WordNoiser

class opennmt.data.WordNoiser(noises=None, subword_token='￭', is_spacer=None)[source]

Applies noise to words sequences.

Inherits from: builtins.object

__init__(noises=None, subword_token='￭', is_spacer=None)[source]

Initializes the noising class.

Parameters

noises – A list of opennmt.data.Noise instances to apply sequentially.
subword_token – The special token used by the subword tokenizer. This is required when the noise should be applied at the word level and not the subword level.
is_spacer – Whether subword_token is used as a spacer (as in SentencePiece) or a joiner (as in BPE). If None, will infer directly from subword_token.

See also

opennmt.data.tokens_to_words()

add(noise)[source]: Adds a noise to apply.

__call__(tokens, sequence_length=None, keep_shape=False, probability=None)[source]

Applies noise on tokens.

Parameters

tokens – A string tf.Tensor, a batch of string tf.Tensor, or a string tf.RaggedTensor.
sequence_length – When tokens is a dense tensor, the length of each sequence in the batch.
keep_shape – Ensure that the original dense shape is kept.
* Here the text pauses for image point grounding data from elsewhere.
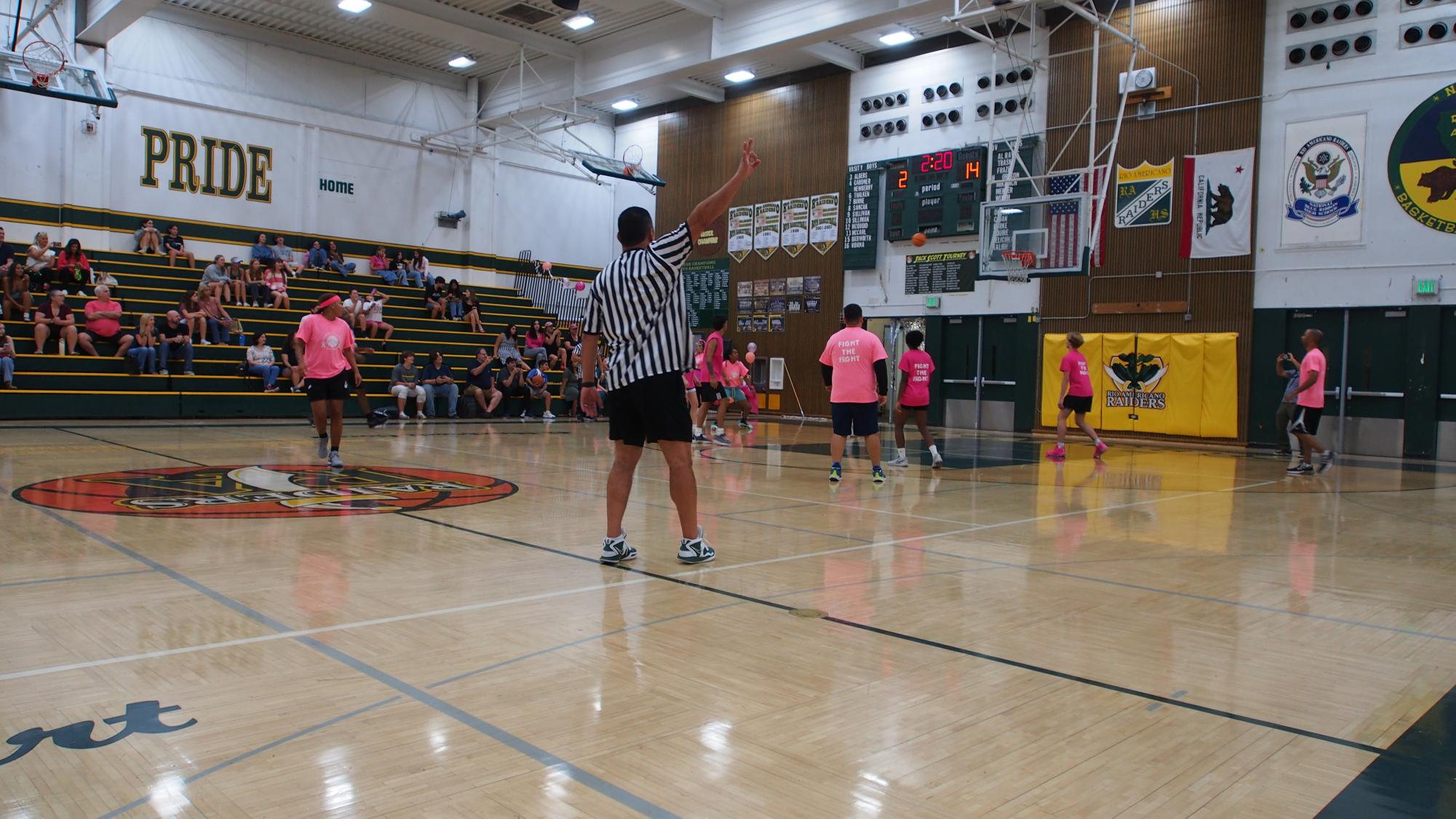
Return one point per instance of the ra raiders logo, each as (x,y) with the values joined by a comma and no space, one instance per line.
(1324,183)
(264,492)
(1423,162)
(1136,376)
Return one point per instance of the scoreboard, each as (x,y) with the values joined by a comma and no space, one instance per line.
(936,194)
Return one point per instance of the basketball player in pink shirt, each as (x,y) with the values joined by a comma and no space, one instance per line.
(325,351)
(1076,399)
(915,399)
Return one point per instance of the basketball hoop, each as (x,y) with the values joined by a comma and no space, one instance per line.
(43,60)
(1018,265)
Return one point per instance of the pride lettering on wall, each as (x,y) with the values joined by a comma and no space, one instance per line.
(212,167)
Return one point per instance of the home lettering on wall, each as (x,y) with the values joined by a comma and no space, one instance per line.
(209,165)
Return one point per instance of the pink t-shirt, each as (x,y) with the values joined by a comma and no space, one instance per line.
(854,353)
(918,386)
(324,345)
(1079,383)
(1312,398)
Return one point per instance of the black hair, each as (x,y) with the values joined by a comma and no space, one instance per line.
(632,226)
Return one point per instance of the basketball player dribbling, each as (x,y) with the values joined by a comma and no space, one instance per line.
(1076,399)
(640,309)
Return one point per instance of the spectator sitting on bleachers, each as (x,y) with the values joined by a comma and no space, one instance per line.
(148,238)
(40,257)
(379,265)
(191,311)
(143,354)
(260,363)
(481,383)
(71,271)
(453,300)
(261,255)
(404,383)
(219,322)
(219,284)
(175,338)
(55,318)
(337,264)
(472,312)
(177,248)
(439,382)
(7,360)
(420,268)
(436,299)
(104,324)
(277,281)
(375,319)
(285,254)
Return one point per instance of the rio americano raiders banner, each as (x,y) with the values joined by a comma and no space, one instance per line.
(1161,383)
(1217,204)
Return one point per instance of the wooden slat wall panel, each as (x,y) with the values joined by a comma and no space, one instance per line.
(1220,41)
(801,133)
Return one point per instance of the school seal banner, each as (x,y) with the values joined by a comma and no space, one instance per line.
(1322,185)
(1145,196)
(1423,162)
(264,491)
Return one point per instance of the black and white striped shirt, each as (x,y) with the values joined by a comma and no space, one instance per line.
(637,305)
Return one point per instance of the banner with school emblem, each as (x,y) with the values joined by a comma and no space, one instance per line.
(1322,187)
(1423,162)
(1217,204)
(1145,196)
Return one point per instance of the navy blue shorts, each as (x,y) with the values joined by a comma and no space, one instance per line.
(855,420)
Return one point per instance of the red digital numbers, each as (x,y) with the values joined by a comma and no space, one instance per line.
(929,164)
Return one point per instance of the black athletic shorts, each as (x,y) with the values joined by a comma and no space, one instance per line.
(1078,404)
(855,420)
(1306,420)
(648,411)
(334,389)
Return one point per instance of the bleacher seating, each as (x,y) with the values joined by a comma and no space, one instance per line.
(82,386)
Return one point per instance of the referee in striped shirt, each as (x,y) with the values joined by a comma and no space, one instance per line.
(637,306)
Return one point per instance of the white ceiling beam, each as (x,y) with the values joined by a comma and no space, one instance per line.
(836,56)
(705,8)
(108,18)
(466,28)
(701,91)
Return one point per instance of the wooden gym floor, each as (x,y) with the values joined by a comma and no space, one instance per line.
(1174,634)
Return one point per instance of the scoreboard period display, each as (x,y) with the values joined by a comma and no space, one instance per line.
(936,194)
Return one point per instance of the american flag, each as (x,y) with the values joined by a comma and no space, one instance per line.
(1066,232)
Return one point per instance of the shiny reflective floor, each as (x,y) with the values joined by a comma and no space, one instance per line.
(1171,634)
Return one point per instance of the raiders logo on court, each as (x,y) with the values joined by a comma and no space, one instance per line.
(1423,162)
(264,491)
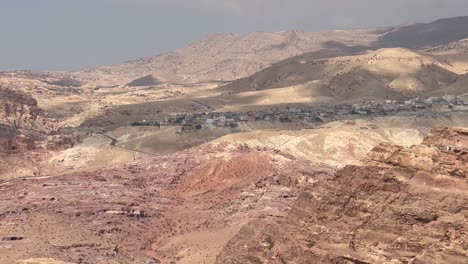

Otherwise, fit the shape to the new lengths.
probability – Probability to apply noise on each example.

Returns

If tokens is a tf.RaggedTensor, the method returns the noisy tokens as a tf.RaggedTensor, otherwise it returns a tuple with the noisy tokens as a tf.Tensor and the new lengths.

Raises

ValueError – if tokens is a batch of string but sequence_length is not passed.
ValueError – if keep_shape is True but tokens is a tf.RaggedTensor.